The 1996 Health Insurance Portability and Accountability Act (“HIPAA”)  basically solved the issue of pre-existing conditions in employment-based health insurance, requiring only a waiting period and allowing a higher premium to be charged.  This is because this applies to GROUP plans, where the risk is spread.  In contrast, the Cuomo Administration brought in coverage requirements for pre-existing conditions in individual (non-employment based) health insurance plans in NYS in the early 1990s.  As a result, while individual coverage has grown nation-wide, it has shrunk in NYS.  Health Care Reform (“HCR”) follows the NYS model.

What should have been done?

Rep. Ryan’s ideas of state high risk pools and association plans would have spread risk and made coverage of individuals with pre-existing conditions economically viable for third party payors.

Buying health insurance across state lines is largely meaningless.

In the first instance, McCarren-Ferguson does not keep insurers from operating across state lines. They do so using subsidiaries, a preferable option from a liability standpoint.  The companies that do operate across state lines are either national players (United, GHI, Aetna, etc.) or smaller Managed Care Organizations (“MCOs”) who operate near a state line.

MCOs are not indemnity insurers.  They operate mostly on a discounted fee-for-service basis with a panel of participating doctors and institutional providers.  Unless they can recruit providers for their panels, they can’t come into an area, which is why big national players and smaller regional players whose catchment area naturally crosses a state boundary operate across state lines.  So, competition is not really the issue.

The advantage to “buying insurance across state lines” is that you can get cheaper coverage under a plan that does not have the NYS Insurance Law required “bells and whistles” that we have in New York.  You don’t benefit that much is a state with a less intrusive insurance law.

Is their a better answer?

Yes.  Self-insured Employee Retirement Income Security Act (“ERISA”) Welfare Benefit Plans (i.e., non-pension benefit plans, like disability or health insurance) for health care preempt state law, thus giving you the benefit of buying insurance across state lines, while also having the ability to secure a group discount.  This could have been done through Rep. Ryan’s association plans, for example, with some changes to ERISA.

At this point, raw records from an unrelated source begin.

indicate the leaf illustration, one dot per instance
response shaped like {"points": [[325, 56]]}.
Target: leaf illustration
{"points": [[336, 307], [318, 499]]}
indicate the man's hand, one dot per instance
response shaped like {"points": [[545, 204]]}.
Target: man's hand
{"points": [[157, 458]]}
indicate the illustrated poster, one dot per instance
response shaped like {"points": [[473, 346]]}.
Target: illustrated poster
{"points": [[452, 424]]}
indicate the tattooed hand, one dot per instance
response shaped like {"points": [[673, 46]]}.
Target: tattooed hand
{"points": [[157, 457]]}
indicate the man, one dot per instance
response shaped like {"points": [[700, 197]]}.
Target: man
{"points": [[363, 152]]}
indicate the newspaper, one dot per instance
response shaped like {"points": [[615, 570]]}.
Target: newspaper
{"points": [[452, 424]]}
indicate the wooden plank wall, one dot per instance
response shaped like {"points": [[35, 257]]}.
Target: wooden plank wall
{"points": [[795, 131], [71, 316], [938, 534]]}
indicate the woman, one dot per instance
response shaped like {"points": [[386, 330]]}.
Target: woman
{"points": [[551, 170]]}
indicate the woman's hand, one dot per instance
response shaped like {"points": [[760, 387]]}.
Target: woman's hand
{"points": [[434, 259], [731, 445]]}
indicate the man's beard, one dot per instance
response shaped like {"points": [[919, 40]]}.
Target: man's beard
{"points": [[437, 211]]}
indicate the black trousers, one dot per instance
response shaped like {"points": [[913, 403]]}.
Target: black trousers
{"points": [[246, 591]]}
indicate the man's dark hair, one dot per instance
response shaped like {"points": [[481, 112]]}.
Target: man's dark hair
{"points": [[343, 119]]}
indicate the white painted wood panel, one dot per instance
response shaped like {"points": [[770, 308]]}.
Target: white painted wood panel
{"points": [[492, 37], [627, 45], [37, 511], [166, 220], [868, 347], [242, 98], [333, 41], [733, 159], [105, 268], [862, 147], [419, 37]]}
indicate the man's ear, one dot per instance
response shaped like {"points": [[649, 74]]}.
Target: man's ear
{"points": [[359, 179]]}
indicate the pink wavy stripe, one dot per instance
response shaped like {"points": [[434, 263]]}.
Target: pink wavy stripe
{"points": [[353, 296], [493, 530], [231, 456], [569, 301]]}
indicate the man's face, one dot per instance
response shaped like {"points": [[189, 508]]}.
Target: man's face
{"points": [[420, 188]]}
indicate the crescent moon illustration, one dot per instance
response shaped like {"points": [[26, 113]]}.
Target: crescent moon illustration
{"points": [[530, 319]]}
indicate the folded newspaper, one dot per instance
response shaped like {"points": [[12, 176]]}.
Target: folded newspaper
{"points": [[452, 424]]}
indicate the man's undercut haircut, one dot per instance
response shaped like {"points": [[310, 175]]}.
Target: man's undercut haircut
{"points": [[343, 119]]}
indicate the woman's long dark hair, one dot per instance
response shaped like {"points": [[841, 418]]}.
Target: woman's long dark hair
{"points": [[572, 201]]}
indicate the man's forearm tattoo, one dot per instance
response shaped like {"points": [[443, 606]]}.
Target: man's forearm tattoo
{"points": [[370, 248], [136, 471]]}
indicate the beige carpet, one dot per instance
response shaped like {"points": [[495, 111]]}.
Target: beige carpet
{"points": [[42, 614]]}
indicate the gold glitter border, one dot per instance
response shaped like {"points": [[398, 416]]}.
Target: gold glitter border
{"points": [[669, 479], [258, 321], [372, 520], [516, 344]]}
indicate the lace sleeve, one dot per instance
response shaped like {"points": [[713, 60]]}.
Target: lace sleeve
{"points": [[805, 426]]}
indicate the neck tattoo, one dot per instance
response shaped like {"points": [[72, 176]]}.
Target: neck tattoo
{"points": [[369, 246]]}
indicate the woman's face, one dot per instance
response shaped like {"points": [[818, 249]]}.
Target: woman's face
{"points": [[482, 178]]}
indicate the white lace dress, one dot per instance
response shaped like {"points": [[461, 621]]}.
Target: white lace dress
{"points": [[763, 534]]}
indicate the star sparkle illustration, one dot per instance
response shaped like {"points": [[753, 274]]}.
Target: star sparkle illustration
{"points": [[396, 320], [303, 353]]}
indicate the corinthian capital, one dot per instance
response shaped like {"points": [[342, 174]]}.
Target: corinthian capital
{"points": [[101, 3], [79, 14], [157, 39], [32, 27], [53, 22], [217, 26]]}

Tort reform is not a national issue.

Reining in Medical Malpractice excesses is clearly an area, regulation of the learned professions, reserved to the states under the Ninth and Tenth Amendments.  Trying to regulate this by federal fiat, likely runs afoul of Morrison and Lopez, as it seems to be an attempt to poach in an area of specific state concern using the fig-leaf of the Commerce Clause.

Too Big To Fail

Too much government intervention has created these bloated entities which are too big to fail . . . and too big to function effectively in the market place.  In order to down-size these entities, we must either more energetically enforce Anti-trust Laws or allow market forces to make these entities fail.  Regulation by market discipline seems the better course.

Shareholder Rights

If we are talking financial market reform, the best approach might be to give shareholders in public companies the ability to more easily oust self-interested management and captive boards.  Enforcing the fiduciary duties of board members of public companies, ostensibly chosen for their insight and savvy, to the same degree that we do those of executors of small estates might be a good step in the right direction.


People often tell me that a country of 308 million needs a large federal government.  I reply that a nation of 308 million that is divided into 50 states should not need such a large government.  This MUST become the century of the Tenth Amendment, as surely as the Twentieth Century was the century of the Civil War Amendments.